Combining multiple documents based on ID

Hello logstash!

I'm new to Elastic stack.

We are transferring data from Sql Server to ElasticSearch using LogStash's jdbc plugin. So far, it's fine. Normally jdbc plugin creates a new document for each Sql Server row, but I want to create a new document by combining these multiple documents based on ID column. How can I do that?

Our data like:

id			column1			column2
1			A				xyz
2			B				xxx
3			C				yyy
4			D				xyz
5			E				xyz

I want to combine 1, 4, and 5 records in a new document based on column2, xyz. Records must be added to the new document according to the date order in Sql Server. I can do this using order by, but I need help in creating a new document.

We can create a new document from records already on ElasticSearch, or we can create a new document based on column2 when the records pass through LogStash, so there won't be extra record on ElasticSearch.

Thanks for your interest.

So you want an array with all the id or column1 name?

Hello Mark, thank you for your answer!

LogStash's jdbc plugin creates a json object for each row. This is fine.

{
id: 1
column1: A
column2: xyz
}

What I need is to have a single json object by grouping all the rows according to the column2.

{
id: 1
column1: A
column2: xyz
id: 4
column1: D
column2: xyz
id: 5
column1: E
column2: xyz
}

Can Logstash do that, grouping objects, for column2=xyz in the example, before sending to Elasticsearch?
How?

That second one won't be valid as you have multiples of the same field name.

You should be able to do a merge so you end up with;

{
id: [1, 4, 5]
column1: [A, D, E]
column2: xyz
}

I think the id column is confusing. It does not matter what the id is. id may be anything unique from 1, 4, and 5.

Does column2 mean that it can not be combined into a single document because it is a repeating column?

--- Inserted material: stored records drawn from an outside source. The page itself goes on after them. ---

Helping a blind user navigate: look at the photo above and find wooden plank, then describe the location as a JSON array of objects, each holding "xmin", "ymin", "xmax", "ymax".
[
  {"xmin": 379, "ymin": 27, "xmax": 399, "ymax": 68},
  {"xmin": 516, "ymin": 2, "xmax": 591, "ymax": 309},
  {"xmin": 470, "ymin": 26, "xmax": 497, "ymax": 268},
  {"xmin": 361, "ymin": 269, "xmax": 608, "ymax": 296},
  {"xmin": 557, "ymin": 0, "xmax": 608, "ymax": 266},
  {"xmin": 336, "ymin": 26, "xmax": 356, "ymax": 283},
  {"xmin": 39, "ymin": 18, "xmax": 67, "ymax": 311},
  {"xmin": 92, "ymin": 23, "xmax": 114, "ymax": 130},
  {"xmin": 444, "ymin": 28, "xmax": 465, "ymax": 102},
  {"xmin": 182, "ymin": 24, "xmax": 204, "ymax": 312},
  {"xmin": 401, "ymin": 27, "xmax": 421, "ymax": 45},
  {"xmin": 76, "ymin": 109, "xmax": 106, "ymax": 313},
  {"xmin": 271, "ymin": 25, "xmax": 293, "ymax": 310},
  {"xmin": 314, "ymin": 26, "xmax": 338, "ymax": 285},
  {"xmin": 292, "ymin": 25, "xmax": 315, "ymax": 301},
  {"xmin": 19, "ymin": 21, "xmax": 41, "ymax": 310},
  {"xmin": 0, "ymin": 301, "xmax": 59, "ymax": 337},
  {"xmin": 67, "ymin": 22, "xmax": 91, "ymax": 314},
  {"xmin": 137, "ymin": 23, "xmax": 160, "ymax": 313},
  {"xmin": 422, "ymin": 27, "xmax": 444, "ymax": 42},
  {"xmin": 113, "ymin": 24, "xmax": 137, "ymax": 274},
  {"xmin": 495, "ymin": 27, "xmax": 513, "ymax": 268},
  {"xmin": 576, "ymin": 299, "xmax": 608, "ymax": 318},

Is not it possible with LogStash to get the following document?

{
_id: unique_value (I can hold this new document with Elasticsearch's _id column)
column1: A
column2: xyz
id: 4
column1: D
column2: xyz
id: 5
column1: E
column2: xyz
}

elasticsearch filter plugin can help, or aggregate plugin? I read about them, but I need some help how to do..

Thanks!

Thing is that it will still collapse those multiple id, column1 and column2 fields into arrays. So you will never get that exact format.

Hello Mark,

What about this? Adding documents in succession. Still not possible with Logstash?

{
{
id: 1
column1: A
column2: xyz
},
{
id: 4
column1: D
column2: xyz
},
{
id: 5
column1: E
column2: xyz
}
}

That is possible, yes.

OK :slight_smile:
So, how can I achieve this? Plugin? Script?
Can you please guide me on this matter?

This could be done with a Logstash plugin? I'm trying with some examples but I have not succeeded yet.

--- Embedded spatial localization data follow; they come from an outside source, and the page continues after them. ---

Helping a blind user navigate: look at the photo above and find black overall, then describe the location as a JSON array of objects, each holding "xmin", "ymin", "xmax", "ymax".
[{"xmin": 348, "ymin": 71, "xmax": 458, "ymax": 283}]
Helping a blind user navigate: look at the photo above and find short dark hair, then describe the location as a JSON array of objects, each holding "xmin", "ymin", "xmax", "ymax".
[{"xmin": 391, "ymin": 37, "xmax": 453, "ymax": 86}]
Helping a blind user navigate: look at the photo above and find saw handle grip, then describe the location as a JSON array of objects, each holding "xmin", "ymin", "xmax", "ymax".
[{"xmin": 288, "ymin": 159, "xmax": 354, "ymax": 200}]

Can someone please give me a start?

Thank you ~

Your latest example is still not valid JSON. How are you going to use/query this data?

Hello Christian,

I'm not sure how json format should be, but I'm expecting to query with grouped column, column2: xyz in the example. So, my problem is here certain, to get all the documents into a new one big document according to the column2 value. How can I do that Christian, with correct json format?

Any ideas?

Are you going to query the data using one of the language clients or use Kibana? What does this data really represent?

Christian,

I'm going to use Kibana, trying to create a datatable or chart in Kibana using relational database data.

The database table contains data about the transaction, or rather, the data about the steps in the transaction. But Logstash jdbc plugin adds each step of the transaction as a new document (for every row in the database). If I can group the documents to be indexed on Elasticsearch by column2, and if I can collect all the step information of the transaction in one document only, I can create the visualization I want, which corresponds to column2 in my example.

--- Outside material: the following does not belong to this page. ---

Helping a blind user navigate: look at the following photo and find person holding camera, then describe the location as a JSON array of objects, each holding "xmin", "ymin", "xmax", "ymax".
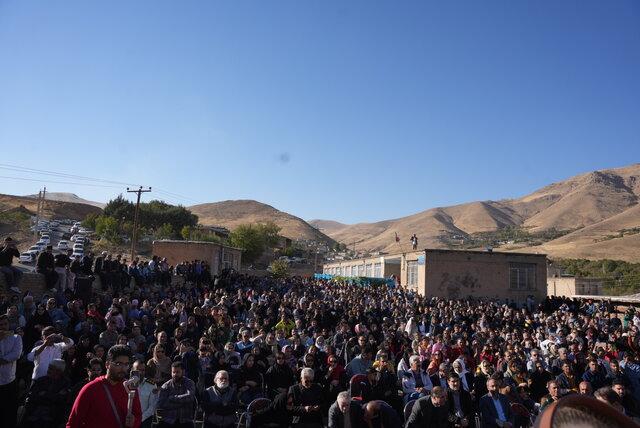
[{"xmin": 27, "ymin": 325, "xmax": 74, "ymax": 381}]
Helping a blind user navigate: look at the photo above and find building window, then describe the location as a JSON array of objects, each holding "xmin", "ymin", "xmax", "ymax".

I tried Logstash aggregate plugin, but the result not exactly I need. What do you think? How can I get that "one document which includes all the steps info of a transaction" document in a simple and effective way?

Thank you for your help.

The reason I asked is that Kibana currently does not support nested documents well and the examples you provided seemed to indicate a nested structure. As I do not know your data nor the different ways you need to query and analyse it, it is hard for me to recommend a structure.

Okay then.
Thank you very much for your help anyway!

For some types of data you may benefit from storing the raw data (to serve some types of analysis) and also create an entity-centric index for other types of analysis.

You can use jdbcinput plugin and provide the SQLserver query with the row selection criteria in the input section of logstash configuration file to fetch the data.

Thank you Christian_Dahlqvist, I'll check your video!

Deepti_Jain, I don't get it. Do you have a working example?